Os dados da pesquisa revelam que 27,7% dos entrevistados demonstram preocupação com os possíveis riscos ambientais relacionados à exploração, enquanto 23,8% afirmam estar muito preocupados. Em contrapartida, 16,8% se declaram pouco preocupados, 11,1% dizem não estar preocupados e 20,5% não souberam opinar.

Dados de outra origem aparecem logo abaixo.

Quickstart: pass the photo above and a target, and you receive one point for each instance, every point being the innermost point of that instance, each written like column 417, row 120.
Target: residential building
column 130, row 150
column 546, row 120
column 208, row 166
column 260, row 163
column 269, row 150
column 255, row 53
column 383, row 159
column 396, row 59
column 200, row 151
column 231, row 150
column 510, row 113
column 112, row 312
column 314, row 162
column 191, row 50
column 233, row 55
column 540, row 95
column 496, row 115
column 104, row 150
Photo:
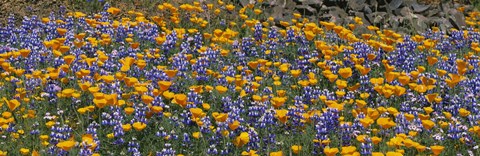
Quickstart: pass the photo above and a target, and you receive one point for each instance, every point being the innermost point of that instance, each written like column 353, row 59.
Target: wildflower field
column 214, row 78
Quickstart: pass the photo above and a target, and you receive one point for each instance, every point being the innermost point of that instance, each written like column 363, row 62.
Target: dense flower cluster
column 201, row 80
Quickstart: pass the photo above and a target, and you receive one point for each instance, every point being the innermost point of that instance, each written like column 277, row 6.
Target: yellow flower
column 221, row 89
column 66, row 145
column 220, row 117
column 139, row 126
column 282, row 115
column 113, row 10
column 250, row 153
column 197, row 113
column 234, row 125
column 437, row 149
column 428, row 124
column 330, row 151
column 241, row 140
column 24, row 151
column 230, row 7
column 164, row 85
column 181, row 99
column 296, row 149
column 377, row 154
column 196, row 135
column 127, row 127
column 278, row 153
column 463, row 112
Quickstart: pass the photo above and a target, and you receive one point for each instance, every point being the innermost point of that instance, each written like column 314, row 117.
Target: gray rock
column 417, row 8
column 405, row 11
column 457, row 19
column 367, row 10
column 312, row 2
column 432, row 12
column 395, row 4
column 356, row 4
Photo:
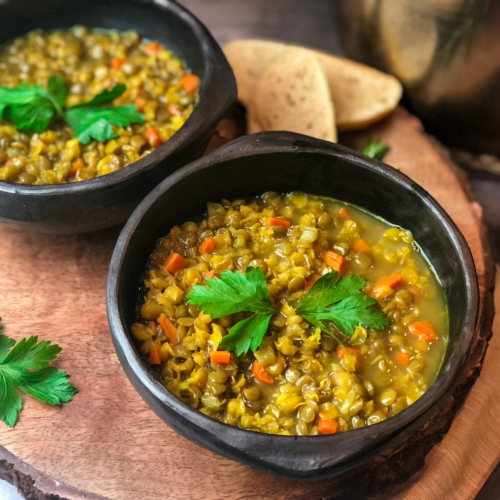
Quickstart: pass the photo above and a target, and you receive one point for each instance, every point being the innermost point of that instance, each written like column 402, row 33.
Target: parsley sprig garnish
column 25, row 366
column 235, row 292
column 330, row 299
column 376, row 149
column 31, row 108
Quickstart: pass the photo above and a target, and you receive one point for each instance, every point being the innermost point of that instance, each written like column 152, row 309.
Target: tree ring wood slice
column 108, row 444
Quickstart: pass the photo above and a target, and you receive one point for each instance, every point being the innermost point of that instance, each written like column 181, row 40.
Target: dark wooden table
column 313, row 23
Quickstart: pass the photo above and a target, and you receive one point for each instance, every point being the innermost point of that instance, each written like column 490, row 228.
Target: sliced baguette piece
column 293, row 95
column 362, row 95
column 249, row 59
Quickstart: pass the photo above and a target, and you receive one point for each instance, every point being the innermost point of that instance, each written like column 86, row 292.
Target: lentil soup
column 300, row 380
column 89, row 62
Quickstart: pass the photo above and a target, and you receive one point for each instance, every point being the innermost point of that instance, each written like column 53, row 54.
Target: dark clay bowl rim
column 396, row 428
column 217, row 76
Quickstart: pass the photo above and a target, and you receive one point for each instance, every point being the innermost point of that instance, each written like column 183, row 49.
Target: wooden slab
column 107, row 443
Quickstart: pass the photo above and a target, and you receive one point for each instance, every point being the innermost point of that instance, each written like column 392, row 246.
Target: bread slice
column 362, row 95
column 293, row 95
column 249, row 59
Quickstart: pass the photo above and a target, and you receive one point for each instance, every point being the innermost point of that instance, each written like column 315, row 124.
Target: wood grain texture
column 107, row 442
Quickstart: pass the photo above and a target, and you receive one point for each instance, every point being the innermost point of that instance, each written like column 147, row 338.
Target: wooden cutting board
column 107, row 443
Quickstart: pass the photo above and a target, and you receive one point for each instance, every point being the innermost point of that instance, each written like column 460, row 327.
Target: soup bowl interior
column 285, row 162
column 109, row 200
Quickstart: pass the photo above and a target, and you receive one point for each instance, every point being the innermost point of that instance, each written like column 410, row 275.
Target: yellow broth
column 311, row 384
column 158, row 84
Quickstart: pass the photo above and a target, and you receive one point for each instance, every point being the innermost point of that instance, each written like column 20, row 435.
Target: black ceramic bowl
column 285, row 162
column 109, row 200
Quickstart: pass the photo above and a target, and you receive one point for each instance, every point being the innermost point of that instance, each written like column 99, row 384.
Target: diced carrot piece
column 154, row 47
column 261, row 374
column 207, row 246
column 335, row 261
column 140, row 103
column 190, row 83
column 384, row 287
column 210, row 275
column 342, row 351
column 360, row 245
column 168, row 328
column 274, row 221
column 153, row 137
column 402, row 358
column 311, row 280
column 221, row 357
column 155, row 354
column 174, row 263
column 327, row 426
column 173, row 109
column 77, row 166
column 423, row 330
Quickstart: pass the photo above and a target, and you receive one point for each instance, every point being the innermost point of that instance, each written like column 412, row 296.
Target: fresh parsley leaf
column 58, row 91
column 105, row 97
column 326, row 291
column 31, row 107
column 376, row 149
column 236, row 292
column 350, row 306
column 45, row 383
column 329, row 299
column 352, row 312
column 233, row 292
column 96, row 123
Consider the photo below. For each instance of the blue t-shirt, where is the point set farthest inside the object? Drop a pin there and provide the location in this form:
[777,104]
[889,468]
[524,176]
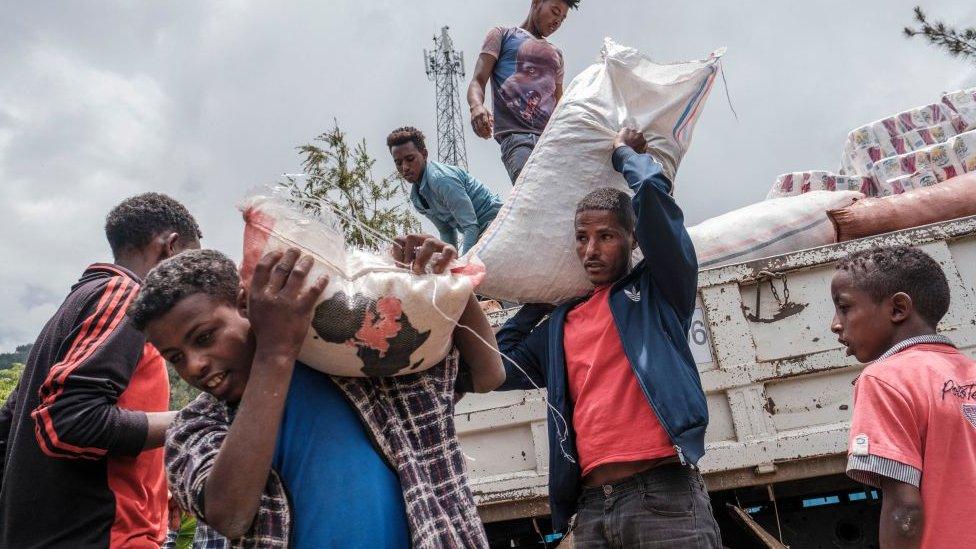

No âmbito econômico, a pesquisa mostra que 55,6% dos brasileiros acreditam que a exploração de petróleo na região poderá gerar impactos positivos para a população local e os estados envolvidos. No entanto, 15% dos entrevistados não compartilham dessa perspectiva, e 29,4% afirmam não ter uma opinião formada sobre o impacto econômico.